Part 9. Mengandalkanmu

40 8 1
                                    

"Oh, iya, kerjakan sama teman sebangku saja biar cepat."

Itu adalah kata penutup dari guru untuk mengakhiri kelas terakhir ini. Keya melirik Maigcal, lantas Keya tersenyum bangga mengetahui dia tidak perlu bersusah payang mengerjakan tugas sebab ada Maigcal yang sangat bisa diandalkan.

"Di rumahku atau di rumahmu?" tanya Maigcal membalas tatapan Keya.

"Kakakku sedang tantrum, di rumahmu saja," balas Keya melempar senyum semanis mungkin. Bisa ia rasakan tatapan iri dari teman sekitar, pasti ingin menyeret Maigcal untuk duduk sebangku bersama mereka. Bagaimanapun tugas ini sulit bagi Keya pun mereka, tetapi dengan memiliki anak terpintar di kelas, masalah Keya teratasi. Dia menjadi gadis dengan senyum paling lebar akan tugas kali ini.

Mary dan Izkil memandang di depan sana sama-sama berwajah masam, mereka berada dalam satu kelompok sementara tidak ada yang lebih unggul di antara mereka berdua.

"Ehem, kami boleh gabung bersama kalian, enggak?" Izkil bergerak cepat, memijat bahu Maigcal niat untuk menjilatnya.

Namun Keya mendorong Izkil, menghadang siapa pun yang hendak mendekati Maaf. Tangan ia rentangkan, bagai induk ayam yang berusaha melindungi anak-anak dari serangan elang. Nyatanya hanya Izkil yang paling berusaha, sementara Mary berada di sudut meringkuk memikirkan nasib malang.

Tepat ketika awan besar menghadang matahari, Keya bersorak melompat mendekati jendela, membiarkan Izkil merengek-rengek di kaki Maigcal yang malah tertawa di atas kesulitan temannya.

"Maigcal! Di luar teduh, ayo kita pulang sekarang!" sorak Keya semangat, menunjuk-nunjuk langit yang dikotori oleh gumpalan awan tebal serta banyak.
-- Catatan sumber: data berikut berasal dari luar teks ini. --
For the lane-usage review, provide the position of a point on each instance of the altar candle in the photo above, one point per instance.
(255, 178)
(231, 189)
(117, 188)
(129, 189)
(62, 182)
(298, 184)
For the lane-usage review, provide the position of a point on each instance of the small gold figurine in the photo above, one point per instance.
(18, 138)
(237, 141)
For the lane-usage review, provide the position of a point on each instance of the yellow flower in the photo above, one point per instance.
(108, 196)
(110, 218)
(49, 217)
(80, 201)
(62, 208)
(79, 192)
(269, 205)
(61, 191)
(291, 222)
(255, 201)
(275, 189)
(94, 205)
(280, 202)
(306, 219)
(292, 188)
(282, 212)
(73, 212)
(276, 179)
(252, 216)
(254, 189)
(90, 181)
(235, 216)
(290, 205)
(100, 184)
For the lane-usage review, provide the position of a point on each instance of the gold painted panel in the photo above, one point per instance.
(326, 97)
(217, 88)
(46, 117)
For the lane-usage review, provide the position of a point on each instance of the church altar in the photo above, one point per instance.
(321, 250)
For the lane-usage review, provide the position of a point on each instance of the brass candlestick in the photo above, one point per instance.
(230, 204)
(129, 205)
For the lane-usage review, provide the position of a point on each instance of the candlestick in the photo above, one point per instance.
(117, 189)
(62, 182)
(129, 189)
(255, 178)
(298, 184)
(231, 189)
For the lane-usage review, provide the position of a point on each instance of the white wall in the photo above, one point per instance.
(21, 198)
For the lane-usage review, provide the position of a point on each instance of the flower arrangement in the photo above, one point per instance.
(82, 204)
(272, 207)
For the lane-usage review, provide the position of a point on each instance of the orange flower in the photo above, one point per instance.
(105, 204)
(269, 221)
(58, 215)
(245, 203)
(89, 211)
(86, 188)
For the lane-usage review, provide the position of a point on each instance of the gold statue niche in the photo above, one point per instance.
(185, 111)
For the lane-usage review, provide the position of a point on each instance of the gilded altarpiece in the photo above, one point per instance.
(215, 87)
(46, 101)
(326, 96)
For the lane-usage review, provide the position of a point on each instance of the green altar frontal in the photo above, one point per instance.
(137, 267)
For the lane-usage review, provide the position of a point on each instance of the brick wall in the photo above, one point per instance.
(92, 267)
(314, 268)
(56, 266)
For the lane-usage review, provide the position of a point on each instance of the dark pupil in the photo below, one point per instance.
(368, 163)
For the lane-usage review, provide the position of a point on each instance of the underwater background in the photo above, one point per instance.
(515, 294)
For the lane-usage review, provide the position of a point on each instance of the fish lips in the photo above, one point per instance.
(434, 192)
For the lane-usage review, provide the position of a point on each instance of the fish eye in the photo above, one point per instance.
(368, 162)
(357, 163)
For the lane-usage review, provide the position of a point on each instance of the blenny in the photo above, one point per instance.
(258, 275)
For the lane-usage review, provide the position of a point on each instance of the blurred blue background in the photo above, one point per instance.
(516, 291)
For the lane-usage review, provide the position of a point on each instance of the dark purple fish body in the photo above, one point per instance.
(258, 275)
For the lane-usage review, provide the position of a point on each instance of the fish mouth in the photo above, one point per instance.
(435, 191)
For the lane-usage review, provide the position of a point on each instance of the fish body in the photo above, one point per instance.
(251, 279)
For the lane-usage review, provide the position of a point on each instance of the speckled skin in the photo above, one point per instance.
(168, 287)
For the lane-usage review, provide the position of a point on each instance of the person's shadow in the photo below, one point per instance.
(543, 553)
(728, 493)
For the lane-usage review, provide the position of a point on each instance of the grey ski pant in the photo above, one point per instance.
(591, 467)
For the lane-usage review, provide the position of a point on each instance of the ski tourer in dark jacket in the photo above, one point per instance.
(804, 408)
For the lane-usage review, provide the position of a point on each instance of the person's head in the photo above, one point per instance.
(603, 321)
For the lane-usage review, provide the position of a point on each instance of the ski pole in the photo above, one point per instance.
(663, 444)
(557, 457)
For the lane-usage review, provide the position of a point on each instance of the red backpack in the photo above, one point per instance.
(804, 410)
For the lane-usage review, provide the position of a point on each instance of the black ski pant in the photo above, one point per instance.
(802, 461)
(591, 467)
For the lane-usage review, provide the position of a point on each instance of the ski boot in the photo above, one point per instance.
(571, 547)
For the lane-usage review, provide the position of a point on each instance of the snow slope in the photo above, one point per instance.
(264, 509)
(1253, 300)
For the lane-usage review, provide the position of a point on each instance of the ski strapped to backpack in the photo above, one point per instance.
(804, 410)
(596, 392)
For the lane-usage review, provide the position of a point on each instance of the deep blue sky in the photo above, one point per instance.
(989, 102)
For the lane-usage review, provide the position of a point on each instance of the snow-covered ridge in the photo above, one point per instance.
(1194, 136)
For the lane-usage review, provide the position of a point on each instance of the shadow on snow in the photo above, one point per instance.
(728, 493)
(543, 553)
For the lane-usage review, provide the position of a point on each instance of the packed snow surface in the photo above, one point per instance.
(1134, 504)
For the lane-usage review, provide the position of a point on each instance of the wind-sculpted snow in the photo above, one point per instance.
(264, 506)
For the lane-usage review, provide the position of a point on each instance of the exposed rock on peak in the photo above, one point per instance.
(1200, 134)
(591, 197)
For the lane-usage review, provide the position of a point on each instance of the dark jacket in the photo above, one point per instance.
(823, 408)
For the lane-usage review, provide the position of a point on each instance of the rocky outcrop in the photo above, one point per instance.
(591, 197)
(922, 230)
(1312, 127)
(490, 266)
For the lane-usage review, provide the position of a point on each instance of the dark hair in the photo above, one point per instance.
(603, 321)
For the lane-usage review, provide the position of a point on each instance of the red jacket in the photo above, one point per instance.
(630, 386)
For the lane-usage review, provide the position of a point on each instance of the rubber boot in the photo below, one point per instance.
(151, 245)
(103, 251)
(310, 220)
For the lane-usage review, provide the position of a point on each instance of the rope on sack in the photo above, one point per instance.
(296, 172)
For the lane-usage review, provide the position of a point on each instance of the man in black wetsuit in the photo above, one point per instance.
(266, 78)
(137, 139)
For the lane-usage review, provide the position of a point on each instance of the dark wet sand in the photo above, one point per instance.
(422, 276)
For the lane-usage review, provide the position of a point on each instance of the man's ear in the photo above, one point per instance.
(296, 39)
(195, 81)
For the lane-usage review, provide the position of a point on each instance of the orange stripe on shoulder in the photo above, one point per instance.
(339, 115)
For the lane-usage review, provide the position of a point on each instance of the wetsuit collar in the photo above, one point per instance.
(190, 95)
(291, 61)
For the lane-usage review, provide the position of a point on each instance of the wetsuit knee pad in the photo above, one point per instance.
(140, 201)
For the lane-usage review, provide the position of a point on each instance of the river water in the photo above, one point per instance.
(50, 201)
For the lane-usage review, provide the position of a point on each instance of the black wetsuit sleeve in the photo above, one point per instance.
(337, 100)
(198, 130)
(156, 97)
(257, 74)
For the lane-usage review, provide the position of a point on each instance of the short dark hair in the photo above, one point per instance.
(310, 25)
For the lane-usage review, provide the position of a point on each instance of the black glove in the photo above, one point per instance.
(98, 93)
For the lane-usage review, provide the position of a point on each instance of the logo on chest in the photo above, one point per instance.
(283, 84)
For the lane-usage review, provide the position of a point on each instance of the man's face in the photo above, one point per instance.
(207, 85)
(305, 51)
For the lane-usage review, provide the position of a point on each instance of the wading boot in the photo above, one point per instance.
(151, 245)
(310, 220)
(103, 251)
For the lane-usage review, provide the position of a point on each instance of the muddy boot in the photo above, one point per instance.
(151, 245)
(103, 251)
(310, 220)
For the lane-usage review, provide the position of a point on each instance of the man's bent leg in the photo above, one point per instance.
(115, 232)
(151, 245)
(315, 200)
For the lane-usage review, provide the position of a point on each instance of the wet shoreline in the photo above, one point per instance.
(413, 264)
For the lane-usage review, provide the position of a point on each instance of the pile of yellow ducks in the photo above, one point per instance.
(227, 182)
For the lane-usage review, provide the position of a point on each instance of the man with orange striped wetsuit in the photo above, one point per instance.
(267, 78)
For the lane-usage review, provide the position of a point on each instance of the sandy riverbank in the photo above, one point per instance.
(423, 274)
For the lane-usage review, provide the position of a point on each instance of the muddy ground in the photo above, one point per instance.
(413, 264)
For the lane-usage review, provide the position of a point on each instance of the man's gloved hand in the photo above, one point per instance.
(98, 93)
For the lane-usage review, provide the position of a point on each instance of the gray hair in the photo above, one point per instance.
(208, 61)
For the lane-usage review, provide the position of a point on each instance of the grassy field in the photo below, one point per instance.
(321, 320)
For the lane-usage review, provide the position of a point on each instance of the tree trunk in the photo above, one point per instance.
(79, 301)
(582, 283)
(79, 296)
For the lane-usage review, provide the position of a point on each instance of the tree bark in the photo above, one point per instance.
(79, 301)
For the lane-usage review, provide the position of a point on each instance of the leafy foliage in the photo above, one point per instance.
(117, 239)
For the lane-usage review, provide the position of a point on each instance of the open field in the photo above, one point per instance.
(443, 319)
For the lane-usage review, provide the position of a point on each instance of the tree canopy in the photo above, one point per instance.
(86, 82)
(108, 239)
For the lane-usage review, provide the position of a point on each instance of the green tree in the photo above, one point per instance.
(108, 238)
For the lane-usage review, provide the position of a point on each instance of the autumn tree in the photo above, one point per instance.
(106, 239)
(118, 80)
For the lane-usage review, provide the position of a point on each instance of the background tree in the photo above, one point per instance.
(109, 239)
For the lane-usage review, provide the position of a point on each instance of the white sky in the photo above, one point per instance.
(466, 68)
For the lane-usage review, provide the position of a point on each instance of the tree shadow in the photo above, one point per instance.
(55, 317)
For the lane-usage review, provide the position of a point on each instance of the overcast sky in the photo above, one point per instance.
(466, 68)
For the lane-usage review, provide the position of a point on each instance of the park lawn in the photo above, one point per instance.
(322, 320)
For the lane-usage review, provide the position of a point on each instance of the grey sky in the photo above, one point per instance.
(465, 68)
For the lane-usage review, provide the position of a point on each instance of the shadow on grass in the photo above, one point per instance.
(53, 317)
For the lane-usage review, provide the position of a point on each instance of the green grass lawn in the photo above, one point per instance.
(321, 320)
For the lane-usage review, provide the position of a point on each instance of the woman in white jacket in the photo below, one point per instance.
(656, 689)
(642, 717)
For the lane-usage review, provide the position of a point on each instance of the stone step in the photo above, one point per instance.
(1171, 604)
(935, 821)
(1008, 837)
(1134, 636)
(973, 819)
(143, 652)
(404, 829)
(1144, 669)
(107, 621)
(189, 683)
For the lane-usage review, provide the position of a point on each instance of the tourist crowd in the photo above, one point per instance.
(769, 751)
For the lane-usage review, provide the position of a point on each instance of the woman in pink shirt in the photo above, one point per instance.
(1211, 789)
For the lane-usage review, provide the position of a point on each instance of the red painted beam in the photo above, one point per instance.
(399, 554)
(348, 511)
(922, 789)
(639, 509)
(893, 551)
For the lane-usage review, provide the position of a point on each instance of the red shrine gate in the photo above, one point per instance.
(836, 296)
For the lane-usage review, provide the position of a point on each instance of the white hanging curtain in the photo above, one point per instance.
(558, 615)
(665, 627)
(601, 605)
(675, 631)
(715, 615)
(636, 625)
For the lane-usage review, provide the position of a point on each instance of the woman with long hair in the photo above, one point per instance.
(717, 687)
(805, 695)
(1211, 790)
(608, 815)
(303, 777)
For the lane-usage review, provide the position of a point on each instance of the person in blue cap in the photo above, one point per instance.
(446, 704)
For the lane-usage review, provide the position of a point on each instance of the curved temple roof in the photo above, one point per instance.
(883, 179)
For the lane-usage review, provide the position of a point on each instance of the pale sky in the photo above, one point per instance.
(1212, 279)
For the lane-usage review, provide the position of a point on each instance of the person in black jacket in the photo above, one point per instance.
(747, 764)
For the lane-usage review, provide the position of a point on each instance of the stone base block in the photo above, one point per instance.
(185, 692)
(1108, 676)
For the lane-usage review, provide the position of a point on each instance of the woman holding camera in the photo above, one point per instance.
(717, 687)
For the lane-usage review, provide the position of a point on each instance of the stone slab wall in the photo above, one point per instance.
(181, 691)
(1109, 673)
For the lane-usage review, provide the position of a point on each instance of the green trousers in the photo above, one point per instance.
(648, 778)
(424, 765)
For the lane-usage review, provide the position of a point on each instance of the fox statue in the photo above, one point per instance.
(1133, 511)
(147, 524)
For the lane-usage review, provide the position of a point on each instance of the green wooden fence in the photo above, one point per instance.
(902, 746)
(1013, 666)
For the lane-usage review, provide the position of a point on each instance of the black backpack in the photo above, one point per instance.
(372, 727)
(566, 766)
Pun angin tidak terasa, membuat Keya yakin awan besar di atas sana akan bergerak lambat setidaknya sampai Keya dan Maigcal tiba di stasiun.

Maigcal menarik kaki dari Izkil, menyusul Keya dengan segala kebahagiaannya--siap berjalan tanpa payung membentang di atas kepala, menunjukkan pada dunia bahwa Keya memiliki wajah yang cantik dan kulit seputih telur rebus.

Keluar dari gerbang, kepala Keya terangkat tegap, menonjolkan kesombongan tiada lawan untuk hal sepele hanya karena dia berjalan di luar tanpa payung. Entah kenapa Maigcal yang merasa malu, mencoba melambatkan langkah agar tidak beriringan dengan Keya. Dia berhasil. Dua meter di depan sana, Keya menegur Lizy dan Barly, lalu melangkah lebih cepat untuk menunjukkan kesenangannya.

Lizy dan Barly menoleh ke belakang, pada Maigcal yang malah menggunakan payung Keya untuk menutupi muka.

Lizy tertawa, rada lucu melihat sosok yang tidak tahu malu kini merasa malu.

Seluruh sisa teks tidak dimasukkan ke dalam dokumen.